ORDONNANCE DE CLOTURE DU 15 Février 2017

COMPOSITION DE LA COUR :

L'affaire a été débattue le 08 MARS 2017, en audience publique, madame Chantal RODIER, conseiller ayant fait le rapport prescrit par l'article 785 du Code de Procédure Civile, devant la Cour composée de :

Monsieur Philippe GAILLARD, Président de chambre

Madame Chantal RODIER, Conseiller

Madame Nathalie AZOUARD, Conseiller

qui en ont délibéré.

Greffier, lors des débats : Madame Marie-Lys MAUNIER

L'affaire mis en délibéré au 2 mai 2017 a été prorogé au

10 mai 2017.

ARRET :

- contradictoire

- prononcé par mise à disposition de l'arrêt au greffe de la cour, les parties en ayant été préalablement avisées dans les conditions prévues au deuxième alinéa de l'article 450 du Code de procédure civile ;

- signé par Monsieur Philippe GAILLARD, Président de chambre, et par Madame Marie-Lys MAUNIER, greffier, auquel la minute de la décision a été remise par le magistrat signataire.

*

* *

FAITS, PROCÉDURE ET PRÉTENTIONS DES PARTIES

Par acte notarié en date du 1er août 2005, la SARL Le Foehn a donné à bail à la SARL Pilotine un local à usage commercial de 2 107 m² environ, avec une surface de vente de 2 000 m², sis dans le lotissement artisanal de [Adresse 3], moyennant un loyer annuel de 182 940 € HT, payable par trimestre.

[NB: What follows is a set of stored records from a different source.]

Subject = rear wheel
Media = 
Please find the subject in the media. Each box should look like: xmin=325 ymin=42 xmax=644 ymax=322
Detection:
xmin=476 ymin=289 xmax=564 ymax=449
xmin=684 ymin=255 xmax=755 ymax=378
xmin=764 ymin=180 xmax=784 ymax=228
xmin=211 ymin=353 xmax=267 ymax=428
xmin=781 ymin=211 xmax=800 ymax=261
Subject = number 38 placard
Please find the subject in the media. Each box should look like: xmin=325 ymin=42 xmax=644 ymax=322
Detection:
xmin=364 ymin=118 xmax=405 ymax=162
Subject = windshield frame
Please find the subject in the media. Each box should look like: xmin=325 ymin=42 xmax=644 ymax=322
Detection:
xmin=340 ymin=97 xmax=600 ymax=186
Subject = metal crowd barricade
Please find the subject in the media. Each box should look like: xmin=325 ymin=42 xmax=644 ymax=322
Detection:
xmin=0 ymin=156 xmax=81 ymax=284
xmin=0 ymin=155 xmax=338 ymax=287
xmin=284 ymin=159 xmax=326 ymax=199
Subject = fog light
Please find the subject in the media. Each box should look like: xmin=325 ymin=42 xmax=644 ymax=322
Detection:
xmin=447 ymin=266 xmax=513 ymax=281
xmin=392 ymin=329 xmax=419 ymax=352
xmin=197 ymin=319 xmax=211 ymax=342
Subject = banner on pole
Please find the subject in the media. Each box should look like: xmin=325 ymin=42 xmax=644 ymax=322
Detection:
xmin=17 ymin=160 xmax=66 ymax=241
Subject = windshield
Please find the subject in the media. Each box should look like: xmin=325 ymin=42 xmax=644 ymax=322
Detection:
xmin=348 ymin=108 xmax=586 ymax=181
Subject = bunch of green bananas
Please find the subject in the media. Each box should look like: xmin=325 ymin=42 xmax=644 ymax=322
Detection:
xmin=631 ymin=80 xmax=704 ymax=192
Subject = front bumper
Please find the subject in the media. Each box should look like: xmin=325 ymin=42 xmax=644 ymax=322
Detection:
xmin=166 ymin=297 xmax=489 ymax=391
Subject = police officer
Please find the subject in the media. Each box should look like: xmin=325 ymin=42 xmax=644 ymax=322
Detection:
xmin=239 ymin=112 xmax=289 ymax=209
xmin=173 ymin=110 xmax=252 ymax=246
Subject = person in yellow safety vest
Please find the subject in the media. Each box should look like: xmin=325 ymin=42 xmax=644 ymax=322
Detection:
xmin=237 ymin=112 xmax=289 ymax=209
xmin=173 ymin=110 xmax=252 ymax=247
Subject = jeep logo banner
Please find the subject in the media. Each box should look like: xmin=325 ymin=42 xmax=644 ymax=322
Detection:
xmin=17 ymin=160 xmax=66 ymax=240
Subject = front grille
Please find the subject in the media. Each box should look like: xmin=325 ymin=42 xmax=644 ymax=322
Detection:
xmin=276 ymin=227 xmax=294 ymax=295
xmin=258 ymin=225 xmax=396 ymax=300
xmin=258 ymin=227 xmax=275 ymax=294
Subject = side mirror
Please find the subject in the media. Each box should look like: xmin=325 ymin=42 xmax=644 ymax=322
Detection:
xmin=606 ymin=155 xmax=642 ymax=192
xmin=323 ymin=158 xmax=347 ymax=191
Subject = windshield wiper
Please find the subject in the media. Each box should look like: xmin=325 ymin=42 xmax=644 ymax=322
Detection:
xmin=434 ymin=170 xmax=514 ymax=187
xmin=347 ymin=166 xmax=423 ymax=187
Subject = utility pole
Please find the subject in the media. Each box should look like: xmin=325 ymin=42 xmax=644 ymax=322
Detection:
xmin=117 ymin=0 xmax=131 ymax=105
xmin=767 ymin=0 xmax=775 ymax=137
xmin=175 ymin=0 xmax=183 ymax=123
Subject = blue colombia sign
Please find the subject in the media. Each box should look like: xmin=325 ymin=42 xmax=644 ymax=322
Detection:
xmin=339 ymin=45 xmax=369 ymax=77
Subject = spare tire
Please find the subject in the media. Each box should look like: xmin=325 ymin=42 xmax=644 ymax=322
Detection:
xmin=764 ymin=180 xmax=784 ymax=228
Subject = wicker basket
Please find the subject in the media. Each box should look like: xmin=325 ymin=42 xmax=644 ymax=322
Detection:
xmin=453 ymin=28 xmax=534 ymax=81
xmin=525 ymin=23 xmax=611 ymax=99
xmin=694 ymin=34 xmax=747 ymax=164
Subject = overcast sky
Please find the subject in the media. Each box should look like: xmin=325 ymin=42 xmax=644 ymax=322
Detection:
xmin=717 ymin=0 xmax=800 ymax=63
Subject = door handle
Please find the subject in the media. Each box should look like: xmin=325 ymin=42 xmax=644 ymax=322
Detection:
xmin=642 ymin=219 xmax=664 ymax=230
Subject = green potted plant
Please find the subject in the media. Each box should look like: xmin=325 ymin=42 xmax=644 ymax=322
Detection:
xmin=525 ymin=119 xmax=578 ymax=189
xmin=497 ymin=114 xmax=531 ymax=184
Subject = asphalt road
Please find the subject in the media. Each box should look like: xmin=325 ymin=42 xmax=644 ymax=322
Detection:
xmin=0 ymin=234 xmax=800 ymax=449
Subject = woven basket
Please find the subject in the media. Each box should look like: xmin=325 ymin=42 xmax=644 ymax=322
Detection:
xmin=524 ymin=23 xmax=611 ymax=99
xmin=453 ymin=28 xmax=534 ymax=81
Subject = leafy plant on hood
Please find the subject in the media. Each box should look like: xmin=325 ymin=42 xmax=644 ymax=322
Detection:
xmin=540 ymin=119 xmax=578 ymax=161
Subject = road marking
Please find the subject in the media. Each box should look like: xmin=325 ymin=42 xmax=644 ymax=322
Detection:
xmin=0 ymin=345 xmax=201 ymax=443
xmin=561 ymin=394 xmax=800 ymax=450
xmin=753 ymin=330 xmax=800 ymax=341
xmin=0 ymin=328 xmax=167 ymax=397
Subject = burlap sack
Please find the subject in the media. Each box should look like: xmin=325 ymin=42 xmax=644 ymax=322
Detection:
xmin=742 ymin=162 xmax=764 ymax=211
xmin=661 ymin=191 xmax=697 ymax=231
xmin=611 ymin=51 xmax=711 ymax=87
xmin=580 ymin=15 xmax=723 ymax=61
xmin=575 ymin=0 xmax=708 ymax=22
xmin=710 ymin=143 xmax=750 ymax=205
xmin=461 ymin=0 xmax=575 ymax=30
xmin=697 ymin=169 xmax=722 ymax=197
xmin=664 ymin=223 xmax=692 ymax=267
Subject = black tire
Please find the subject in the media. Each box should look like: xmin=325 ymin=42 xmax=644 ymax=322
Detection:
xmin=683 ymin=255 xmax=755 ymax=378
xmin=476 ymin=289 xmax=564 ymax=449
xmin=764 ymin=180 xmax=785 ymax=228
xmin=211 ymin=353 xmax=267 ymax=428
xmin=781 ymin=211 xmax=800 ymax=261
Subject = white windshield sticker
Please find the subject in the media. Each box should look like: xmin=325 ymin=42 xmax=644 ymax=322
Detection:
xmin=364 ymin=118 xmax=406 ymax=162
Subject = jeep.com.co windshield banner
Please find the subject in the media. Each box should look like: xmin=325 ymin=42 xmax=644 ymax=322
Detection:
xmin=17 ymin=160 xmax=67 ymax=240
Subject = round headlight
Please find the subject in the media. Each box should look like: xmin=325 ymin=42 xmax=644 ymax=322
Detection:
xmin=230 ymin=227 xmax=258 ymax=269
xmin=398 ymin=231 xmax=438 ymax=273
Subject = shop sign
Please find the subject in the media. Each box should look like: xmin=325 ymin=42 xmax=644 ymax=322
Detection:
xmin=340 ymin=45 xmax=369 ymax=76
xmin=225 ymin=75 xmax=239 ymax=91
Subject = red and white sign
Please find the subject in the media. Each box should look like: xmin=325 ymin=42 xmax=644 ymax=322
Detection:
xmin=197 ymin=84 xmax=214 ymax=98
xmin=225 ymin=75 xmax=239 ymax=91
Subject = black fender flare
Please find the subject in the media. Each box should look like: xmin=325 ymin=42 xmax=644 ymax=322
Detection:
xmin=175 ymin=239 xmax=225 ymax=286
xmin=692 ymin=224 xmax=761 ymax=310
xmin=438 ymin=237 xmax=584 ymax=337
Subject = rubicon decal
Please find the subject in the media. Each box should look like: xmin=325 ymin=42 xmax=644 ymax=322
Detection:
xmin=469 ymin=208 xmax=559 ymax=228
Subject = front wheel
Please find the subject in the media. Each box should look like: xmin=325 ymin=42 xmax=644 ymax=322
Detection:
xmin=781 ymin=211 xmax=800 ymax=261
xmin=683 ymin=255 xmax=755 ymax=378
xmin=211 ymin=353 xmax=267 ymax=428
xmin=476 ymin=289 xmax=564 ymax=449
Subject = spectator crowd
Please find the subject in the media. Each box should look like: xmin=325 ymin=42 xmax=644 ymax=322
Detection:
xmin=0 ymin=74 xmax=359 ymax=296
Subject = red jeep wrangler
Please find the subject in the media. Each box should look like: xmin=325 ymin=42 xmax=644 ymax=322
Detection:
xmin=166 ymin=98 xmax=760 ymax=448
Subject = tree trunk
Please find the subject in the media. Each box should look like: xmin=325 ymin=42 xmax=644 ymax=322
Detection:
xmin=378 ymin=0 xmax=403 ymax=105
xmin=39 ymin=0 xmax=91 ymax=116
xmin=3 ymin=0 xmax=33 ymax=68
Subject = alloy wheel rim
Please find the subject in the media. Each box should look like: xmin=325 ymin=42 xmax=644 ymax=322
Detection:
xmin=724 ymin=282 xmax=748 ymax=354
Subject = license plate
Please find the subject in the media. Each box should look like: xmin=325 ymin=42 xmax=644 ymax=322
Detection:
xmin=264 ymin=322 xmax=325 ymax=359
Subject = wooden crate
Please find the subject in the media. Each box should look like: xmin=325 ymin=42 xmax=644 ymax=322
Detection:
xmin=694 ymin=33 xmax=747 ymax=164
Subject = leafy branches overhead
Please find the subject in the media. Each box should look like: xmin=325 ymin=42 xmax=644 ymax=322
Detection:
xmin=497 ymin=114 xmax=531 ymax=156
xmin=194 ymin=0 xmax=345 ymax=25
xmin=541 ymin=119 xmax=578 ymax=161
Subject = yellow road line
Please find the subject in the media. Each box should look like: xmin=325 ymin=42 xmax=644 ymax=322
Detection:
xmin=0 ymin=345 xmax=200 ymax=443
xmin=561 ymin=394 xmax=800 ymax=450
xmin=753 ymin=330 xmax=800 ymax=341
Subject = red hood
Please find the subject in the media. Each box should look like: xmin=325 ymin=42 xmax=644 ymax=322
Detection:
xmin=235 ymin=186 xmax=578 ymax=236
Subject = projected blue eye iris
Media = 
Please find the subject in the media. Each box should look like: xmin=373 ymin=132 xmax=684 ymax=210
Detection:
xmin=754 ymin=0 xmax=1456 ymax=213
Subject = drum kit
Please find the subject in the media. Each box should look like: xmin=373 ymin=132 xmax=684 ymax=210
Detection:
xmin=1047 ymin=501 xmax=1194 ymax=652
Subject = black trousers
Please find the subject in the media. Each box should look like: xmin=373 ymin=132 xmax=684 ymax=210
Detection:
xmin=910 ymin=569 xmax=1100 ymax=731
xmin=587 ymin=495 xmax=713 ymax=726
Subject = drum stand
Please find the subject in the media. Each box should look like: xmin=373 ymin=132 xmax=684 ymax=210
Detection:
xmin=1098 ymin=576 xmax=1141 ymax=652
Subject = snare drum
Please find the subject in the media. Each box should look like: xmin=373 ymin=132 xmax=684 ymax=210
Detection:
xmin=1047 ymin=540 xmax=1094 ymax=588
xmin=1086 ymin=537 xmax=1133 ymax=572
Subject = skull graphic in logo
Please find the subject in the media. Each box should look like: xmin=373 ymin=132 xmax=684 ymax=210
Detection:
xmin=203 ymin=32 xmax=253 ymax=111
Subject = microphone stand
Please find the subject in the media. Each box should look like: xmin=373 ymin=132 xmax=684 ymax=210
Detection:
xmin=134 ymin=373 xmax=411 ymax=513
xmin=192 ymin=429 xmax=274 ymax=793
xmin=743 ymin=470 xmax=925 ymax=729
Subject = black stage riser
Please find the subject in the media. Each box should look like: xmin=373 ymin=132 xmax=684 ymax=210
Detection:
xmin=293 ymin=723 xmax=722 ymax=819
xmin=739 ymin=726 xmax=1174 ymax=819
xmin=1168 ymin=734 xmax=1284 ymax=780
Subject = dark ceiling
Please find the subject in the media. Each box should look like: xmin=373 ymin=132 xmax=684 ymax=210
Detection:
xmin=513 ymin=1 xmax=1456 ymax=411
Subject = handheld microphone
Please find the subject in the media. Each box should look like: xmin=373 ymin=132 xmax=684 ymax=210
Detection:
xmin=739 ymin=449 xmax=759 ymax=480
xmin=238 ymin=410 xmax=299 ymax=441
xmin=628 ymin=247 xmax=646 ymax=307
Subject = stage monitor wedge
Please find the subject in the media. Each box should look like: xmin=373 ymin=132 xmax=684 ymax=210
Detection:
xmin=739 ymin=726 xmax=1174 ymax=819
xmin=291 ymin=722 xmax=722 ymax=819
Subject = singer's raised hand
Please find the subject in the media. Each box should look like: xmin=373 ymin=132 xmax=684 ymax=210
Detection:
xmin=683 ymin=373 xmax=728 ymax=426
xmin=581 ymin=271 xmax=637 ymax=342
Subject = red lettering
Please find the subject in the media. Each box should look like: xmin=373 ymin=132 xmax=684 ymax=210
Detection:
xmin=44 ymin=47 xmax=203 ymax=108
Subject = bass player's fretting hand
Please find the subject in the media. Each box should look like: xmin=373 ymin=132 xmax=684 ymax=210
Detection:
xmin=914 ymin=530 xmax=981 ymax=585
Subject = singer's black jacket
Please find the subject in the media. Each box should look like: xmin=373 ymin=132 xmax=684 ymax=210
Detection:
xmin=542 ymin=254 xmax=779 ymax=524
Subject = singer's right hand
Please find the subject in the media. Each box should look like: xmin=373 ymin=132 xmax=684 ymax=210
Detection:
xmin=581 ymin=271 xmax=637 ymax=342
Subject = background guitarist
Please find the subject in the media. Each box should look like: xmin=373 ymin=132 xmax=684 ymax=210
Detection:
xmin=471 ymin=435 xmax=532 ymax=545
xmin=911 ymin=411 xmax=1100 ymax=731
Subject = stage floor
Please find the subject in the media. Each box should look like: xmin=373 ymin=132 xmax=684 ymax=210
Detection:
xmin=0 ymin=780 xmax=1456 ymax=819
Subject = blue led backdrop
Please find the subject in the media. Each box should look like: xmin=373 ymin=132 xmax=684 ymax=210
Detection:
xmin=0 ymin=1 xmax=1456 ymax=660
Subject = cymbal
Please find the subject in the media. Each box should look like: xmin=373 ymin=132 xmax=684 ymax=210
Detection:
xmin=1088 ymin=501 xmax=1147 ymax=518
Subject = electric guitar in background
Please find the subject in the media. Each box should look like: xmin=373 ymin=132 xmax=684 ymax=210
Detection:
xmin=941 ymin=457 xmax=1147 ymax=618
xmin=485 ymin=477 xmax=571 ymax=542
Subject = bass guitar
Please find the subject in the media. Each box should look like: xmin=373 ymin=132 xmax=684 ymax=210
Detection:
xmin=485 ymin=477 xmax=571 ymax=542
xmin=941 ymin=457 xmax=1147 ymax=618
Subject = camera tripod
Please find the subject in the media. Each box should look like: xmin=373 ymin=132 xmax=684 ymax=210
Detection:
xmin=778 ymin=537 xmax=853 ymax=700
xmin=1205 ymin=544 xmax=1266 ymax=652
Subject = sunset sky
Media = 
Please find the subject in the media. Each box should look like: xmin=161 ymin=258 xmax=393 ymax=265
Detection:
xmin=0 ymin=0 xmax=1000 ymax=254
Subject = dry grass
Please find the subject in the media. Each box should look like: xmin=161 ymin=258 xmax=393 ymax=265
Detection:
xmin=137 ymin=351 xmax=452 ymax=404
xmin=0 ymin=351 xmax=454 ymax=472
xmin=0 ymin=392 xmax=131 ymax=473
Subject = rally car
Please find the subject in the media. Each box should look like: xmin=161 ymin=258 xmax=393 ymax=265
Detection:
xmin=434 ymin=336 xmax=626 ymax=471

A la suite de loyers impayés, le juge des référés du tribunal de grande instance de Béziers a constaté, par ordonnance du 13 novembre 2007, la résiliation du bail par le jeu de la clause résolutoire, ordonné l'expulsion de la SARL Pilotine sous astreinte, condamné par provision la SARL Pilotine au paiement des loyers et charges échus au 3 juillet 2007 pour la somme de 230 583,59 euros, condamné par provision la SARL Pilotine au paiement de la somme de 54 699,06 € au titre du droit d'entrée.

L'arrêt de la cour d'appel de Montpellier du 27 mars 2008, tout en constatant le jeu de la clause résolutoire, a dit que ses effets sont suspendus en raison des délais accordés, infirmant partiellement cette ordonnance sur ce point et a condamné la SARL Pilotine à payer à titre provisionnel la somme de 395 133,76 € arrêtée au 31 décembre 2007 au titre des loyers impayés, du droit d'entrée, du dépôt de garantie et de la taxe foncière, accordé à la SARL Pilotine des délais de 12 mois pour s'acquitter de sa dette, en sus du loyer courant, avec déchéance de la suspension et expulsion du preneur en cas de défaillance de sa part dans le règlement desdites échéances.

Par jugement en date du 16 novembre 2009, le tribunal de grande instance de Béziers a :

- débouté la SARL Pilotine de sa demande en nullité du contrat de bail,

- dit que la SARL Le Foehn a manqué à son obligation de délivrance et, en conséquence,

- prononcé la résiliation du bail à compter du 1er août 2005,

- avant dire droit, ordonné une expertise, confiée à M. [X] pour déterminer notamment la perte de la valeur du fonds de commerce par rapport à l'inexécution de l'autorisation commerciale et son impact sur la cessation d'activité du fonds de commerce du locataire.

La cour d'appel par un arrêt du 1er février 2011, a confirmé le jugement du 16 novembre 2009 en toutes ses dispositions, y ajoutant, parmi les missions de l'expert, celle de déterminer le montant total des sommes versées et investies par la SARL Pilotine au titre du bail et de la création du fonds de commerce disparu.

Par arrêt du 22 mars 2012, la cour de cassation a rejeté le pourvoi formé par la SARL Le Foehn contre l'arrêt précité.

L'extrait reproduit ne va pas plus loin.